Paris based IEA (International Energy Agency) is exploring the impacts of the COVID-19 on global energy markets, energy resilience and climate change.
“The coronavirus (Covid-19) has created the biggest global crisis in generations, sending shock waves through health systems, economies, and societies around the world. Faced with an unprecedented situation, governments are focused on bringing the disease under control and reviving their economies.
The energy sector is also severely affected by this crisis, which has slowed transport, trade and economic activity across the globe. Our latest analysis of daily data through mid-April, published in our Global Energy Review 2020, shows that countries in full lockdown are experiencing an average 25% decline in energy demand per week and countries in partial lockdown an average 18% decline.

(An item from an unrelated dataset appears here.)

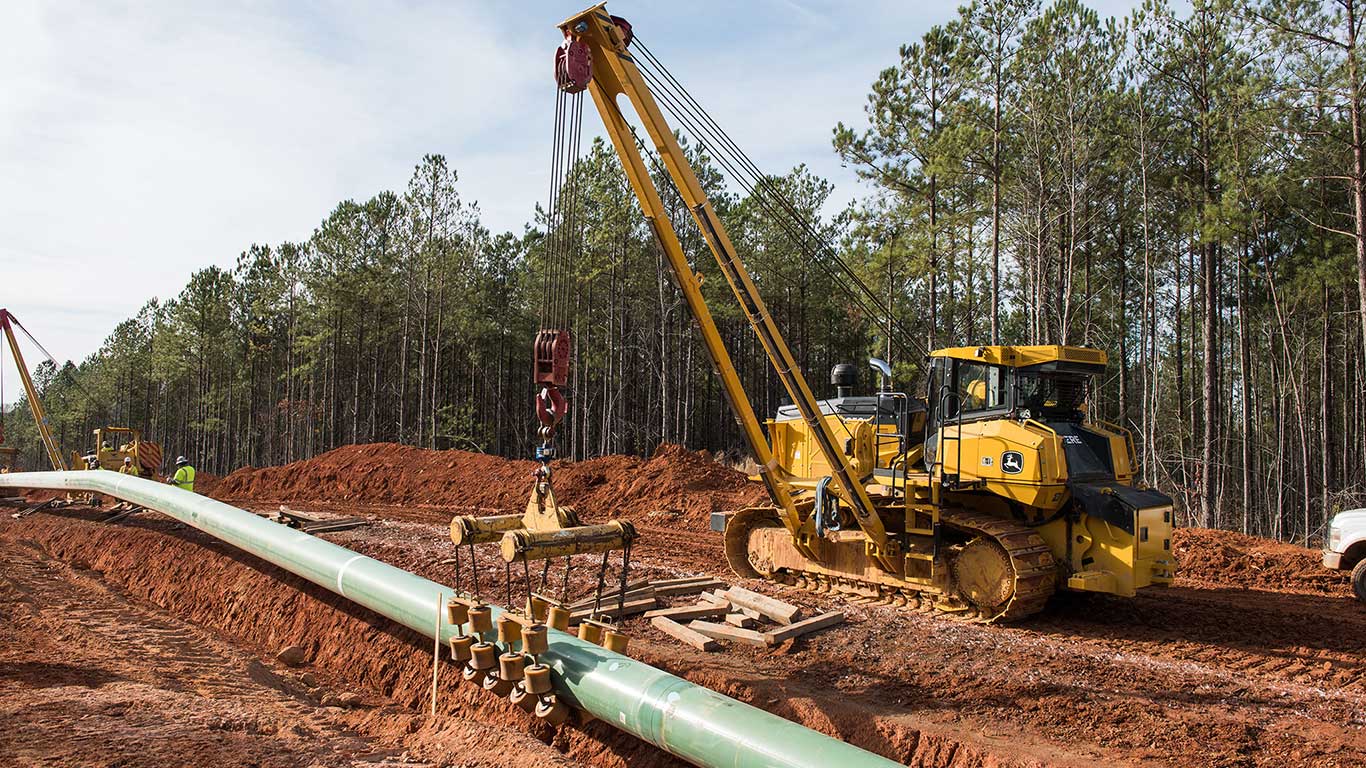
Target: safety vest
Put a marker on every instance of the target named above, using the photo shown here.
(185, 478)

The implications of the pandemic for energy systems and clean energy transitions are still evolving but three areas in particular stand out:
• Energy security remains a cornerstone of our economies especially during turbulent times;
• Electricity security and resilient energy systems are more indispensable than ever for modern societies;
• Clean energy transitions must be at the center of economic recovery and stimulus plans.”

As a consequence of global lockdown measures due to the Covid-19 crisis, mobility – 57% of global oil demand – declined at an unprecedented scale in early 2020. Road transport in regions with lockdowns in place dropped between 50% and 75%, with global average road transport activity almost falling to 50% of the 2019 level by the end of March.

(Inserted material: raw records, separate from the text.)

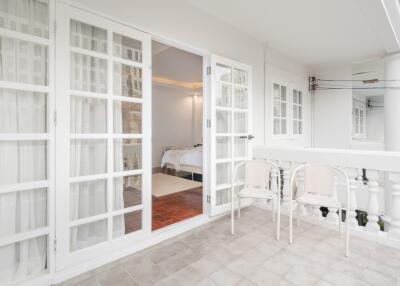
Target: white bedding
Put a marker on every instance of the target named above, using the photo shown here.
(178, 157)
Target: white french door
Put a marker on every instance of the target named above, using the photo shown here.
(103, 136)
(26, 140)
(230, 128)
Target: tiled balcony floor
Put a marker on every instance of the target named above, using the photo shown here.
(209, 256)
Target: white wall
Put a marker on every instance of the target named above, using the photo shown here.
(281, 68)
(176, 120)
(179, 21)
(332, 110)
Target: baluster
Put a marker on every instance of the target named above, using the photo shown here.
(333, 216)
(300, 191)
(395, 209)
(373, 203)
(274, 189)
(353, 200)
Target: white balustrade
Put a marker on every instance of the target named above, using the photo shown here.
(367, 194)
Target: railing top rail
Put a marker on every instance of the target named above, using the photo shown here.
(373, 160)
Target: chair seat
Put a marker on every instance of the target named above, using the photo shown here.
(255, 193)
(311, 199)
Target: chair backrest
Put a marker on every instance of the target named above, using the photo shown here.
(257, 173)
(319, 180)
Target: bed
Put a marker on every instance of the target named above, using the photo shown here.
(183, 159)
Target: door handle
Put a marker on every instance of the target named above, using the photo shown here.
(250, 137)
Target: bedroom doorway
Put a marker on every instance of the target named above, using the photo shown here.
(177, 135)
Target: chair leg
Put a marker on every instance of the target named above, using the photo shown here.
(239, 199)
(347, 233)
(290, 222)
(233, 216)
(273, 209)
(298, 214)
(278, 225)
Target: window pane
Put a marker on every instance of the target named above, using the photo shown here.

Global electricity demand decreased by 2.5% in the first quarter of 2020, though lockdown measures were in place for less than a month in most countries. Full lockdown measures pushed down electricity demand by 20% or more, with smaller effects for partial lockdowns. After correcting for weather effects, full lockdowns have reduced daily electricity demand by at least 15% in France, India, Italy, Spain, the United Kingdom and the US northwest. The largest impacts have been felt in economies that implemented strict measures and those where services make up a larger part of the economy.
Almost all investment activity has faced some disruption due to lockdowns, whether because of restrictions on the movement of people or goods, or because the supply of machinery or equipment was interrupted. But the larger effects on investment spending in 2020, especially in oil, stem from declines in revenues due to lower energy demand and prices, as well as more uncertain expectations for these factors in the years ahead.